In November 1940, Japan Foreign Minister Matsuoka asked Bishop James E. Walsh, Superior General of the Catholic Foreign Mission society of Maryknoll, NY, and Fr. JM Drought of the same order to undertake a mission to Washington to impress upon FDR that the Japanese Govt “wished to negotiate a peace agreement: (1) An agreement to nullify their participation in the Axis Pact…(2) a guarantee to recall all military forces from China and to restore to China its geographical and political integrity.” Bishop Walsh and Fr. Drought then had a conference with General Muto, the director of the Central Bureau of Military Affairs, who assured them that “he and his associates in the Japanese Army were in accord with the efforts to reach a peace agreement.” Walsh & Drought went to Washington and met with FDR and Secretary of State Hull on January 23, 1941, for two hours. They were told the matter would be “taken under advisement.” (Citation: the Far Eastern Military Tribunal Exhibit No 3441, pp 32979-85.)
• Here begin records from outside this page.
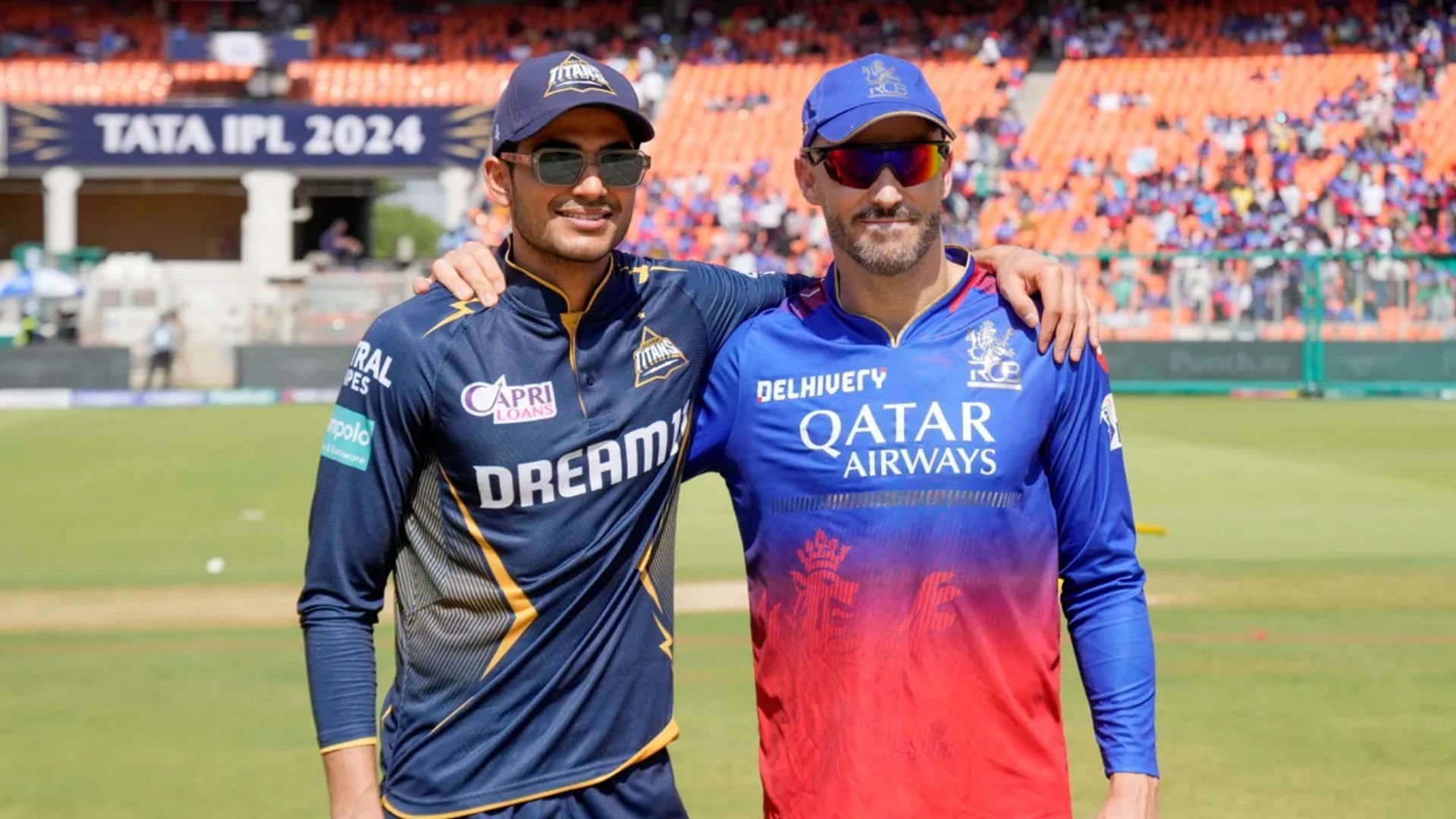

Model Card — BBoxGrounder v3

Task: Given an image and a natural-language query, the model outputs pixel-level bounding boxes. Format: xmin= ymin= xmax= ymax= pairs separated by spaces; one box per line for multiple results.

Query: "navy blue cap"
xmin=491 ymin=51 xmax=652 ymax=155
xmin=804 ymin=54 xmax=956 ymax=147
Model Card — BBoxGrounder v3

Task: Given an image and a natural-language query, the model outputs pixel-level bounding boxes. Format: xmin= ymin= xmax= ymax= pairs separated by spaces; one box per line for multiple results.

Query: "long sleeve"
xmin=1044 ymin=340 xmax=1157 ymax=775
xmin=299 ymin=313 xmax=431 ymax=751
xmin=686 ymin=313 xmax=753 ymax=478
A listener emailed with recommendations: “”The Imperial Cruise” James Bradley provides sad background to the entire saga. Also suggest “Lusitania” Colin Simpson about US entry into WW One. Then there’s “Theodore & Woodrow” Judge Andrew Napolitano. “Tragedy and Hope” Carroll Quigley. “The Creature from Jekyll Island” Griffin and “The Shadows of Power” James Perloff…..this last is guaranteed to make you angry. As Napoleon is quoted- History is a pack of lies everyone agrees with. Read those and you’ll be wiser but not very happy.”
and from another post: “Please try to read the William Stevenson book on “A Man Called Intrepid” about the real life story of the man who both Roosevelt and Churchill depended upon to provide secret war. This was the beginning of the OSS and finally CIA. The Publisher was Harcourt Brace Jovanovich in 1971. This was when all the new information was made available in 1971. The second book I suggest is The Rising Sun by John Toland Random House 1970. It fully describes the situation within the Empire beginning in 1890. Leading up to the start of the Pearl Harbor attack.”
Anonymous,
I’m reading “The Creature from Jekyll Island” now, about a third of the way through. I’ve only had the book since April of 1995 when I attended a lecture by the author out in California. The book reads like it was written yesterday. My reading pile of unread books is immense. “Tragedy and Hope” is in it. God Bless Monica for discussing the topics she selects. They are so gravely important.